I'm looking to pickup my next chess book, and I'm looking in particular at my opening play. I already have a fairly conscise book on openings, but it mostly walks you through the most popular main lines.

What I am looking for is something that will teach principals, not memorization (or dependancy on the book, which keeps being the case for me). I want underlying concepts of a good opening, questions to ask myself to evaluate the situation, what this series of moves sets up for later, etc.

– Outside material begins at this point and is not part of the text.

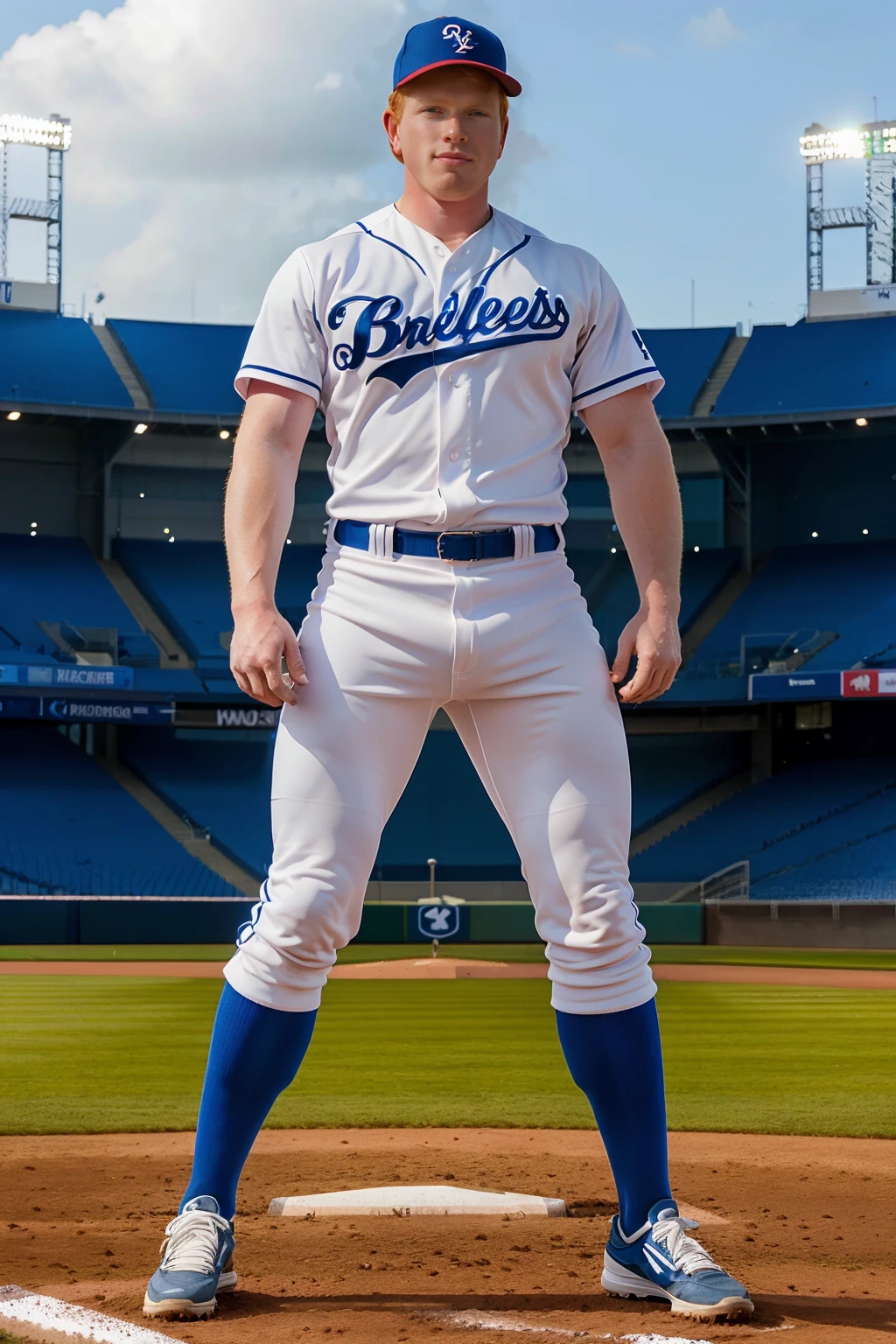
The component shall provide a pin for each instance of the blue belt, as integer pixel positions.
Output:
(457, 547)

I've heard that Seirawan's Winning Chess Openings is good, and it seems to be in this vein, but I've only read the sample chapter on amazon so far. Does it handle these concepts and principles, or just walk through games by ECO codes like most books? Is there a better one to look at that you have benefitted from, knowing what I'm looking for?

Thanks!

Avatar of Crazychessplaya

The book below is very old, but pretty good at explaining the opening principles. The author was one of the world's best players in the 1930s.

Avatar of psyberduck

I hear mixed reviews on that one, and I get the impression it's at a higher level than I am. Most of the negatives seem to be because it's too advanced for the people who don't like it, but the people that love it tend to be higher level players, it seems. I'm about a 1200-1300 level player right now. Would you think it's accessible to me? I'm picking my way through Silman's How To Reassess Your Chess at present, and it's probably a little above me, but I can grok it.

Avatar of pfren

IMO this is the best complete training course for new players available ATM. It has only the things that are necessary about openings at that level, no more or less.

http://www.amazon.com/Build-your-Chess-Artur-Yusupov/dp/1906552010

You can use that in parallel with the great book by Michael Stean "Simple Chess",

http://www.amazon.com/Simple-Chess-Algebraic-Edition-Dover/dp/0486424200

and of course a book with analysed Capablanca games.